Jeff

I found the solution - rdma needs significant memory so the limits on the shell have to be increased. I needed to add the lines

* soft memlock unlimited
* hard memlock unlimited

to the end of the file /etc/security/limits.conf. After that the openib driver loads and everything is fine - proper IB latency again.

I see that # 16 of the tuning FAQ discusses the same issue, but in my case there was no error or warning message. I am posting this in case anyone else runs into this issue.

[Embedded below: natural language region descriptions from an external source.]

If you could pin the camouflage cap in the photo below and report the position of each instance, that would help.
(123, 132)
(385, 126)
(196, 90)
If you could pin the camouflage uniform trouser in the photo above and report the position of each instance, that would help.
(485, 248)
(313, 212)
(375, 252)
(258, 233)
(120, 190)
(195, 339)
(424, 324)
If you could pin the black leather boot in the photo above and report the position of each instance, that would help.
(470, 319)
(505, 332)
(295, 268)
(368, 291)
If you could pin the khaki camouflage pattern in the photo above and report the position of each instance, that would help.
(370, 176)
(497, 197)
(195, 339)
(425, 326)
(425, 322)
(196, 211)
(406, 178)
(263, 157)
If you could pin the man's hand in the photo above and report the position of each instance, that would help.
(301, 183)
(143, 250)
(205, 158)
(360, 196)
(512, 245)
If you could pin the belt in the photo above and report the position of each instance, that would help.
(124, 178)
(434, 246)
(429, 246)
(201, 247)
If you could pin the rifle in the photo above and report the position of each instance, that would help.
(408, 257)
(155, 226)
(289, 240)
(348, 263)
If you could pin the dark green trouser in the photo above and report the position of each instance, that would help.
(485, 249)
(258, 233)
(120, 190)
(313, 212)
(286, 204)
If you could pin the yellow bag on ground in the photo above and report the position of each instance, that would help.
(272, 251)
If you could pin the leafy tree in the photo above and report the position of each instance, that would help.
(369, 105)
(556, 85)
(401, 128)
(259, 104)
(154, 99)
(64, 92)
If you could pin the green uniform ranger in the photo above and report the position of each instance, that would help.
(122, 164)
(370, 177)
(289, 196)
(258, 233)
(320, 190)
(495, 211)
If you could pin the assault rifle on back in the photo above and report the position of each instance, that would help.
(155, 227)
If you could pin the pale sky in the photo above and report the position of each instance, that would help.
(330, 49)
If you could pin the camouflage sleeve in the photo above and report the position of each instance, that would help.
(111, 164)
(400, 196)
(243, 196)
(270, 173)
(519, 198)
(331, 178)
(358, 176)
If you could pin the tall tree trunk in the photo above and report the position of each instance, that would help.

The Mellanox OFED install adds those lines automatically, so I had not run into this before.

Tony


On 8/25/20 10:42 AM, Jeff Squyres (jsquyres) wrote:
[External Email]

On Aug 24, 2020, at 9:44 PM, Tony Ladd <tl...@che.ufl.edu> wrote:
I appreciate your help (and John's as well). At this point I don't think is an 
OMPI problem - my mistake. I think the communication with RDMA is somehow 
disabled (perhaps its the verbs layer - I am not very knowledgeable with this). 
It used to work like a dream but Mellanox has apparently disabled some of the 
Connect X2 components, because neither ompi or ucx (with/without ompi) could 
connect with the RDMA layer. Some of the infiniband functions are also not 
working on the X2 (mstflint, mstconfig).
If the IB stack itself is not functioning, then you're right: Open MPI won't 
work, either (with openib or UCX).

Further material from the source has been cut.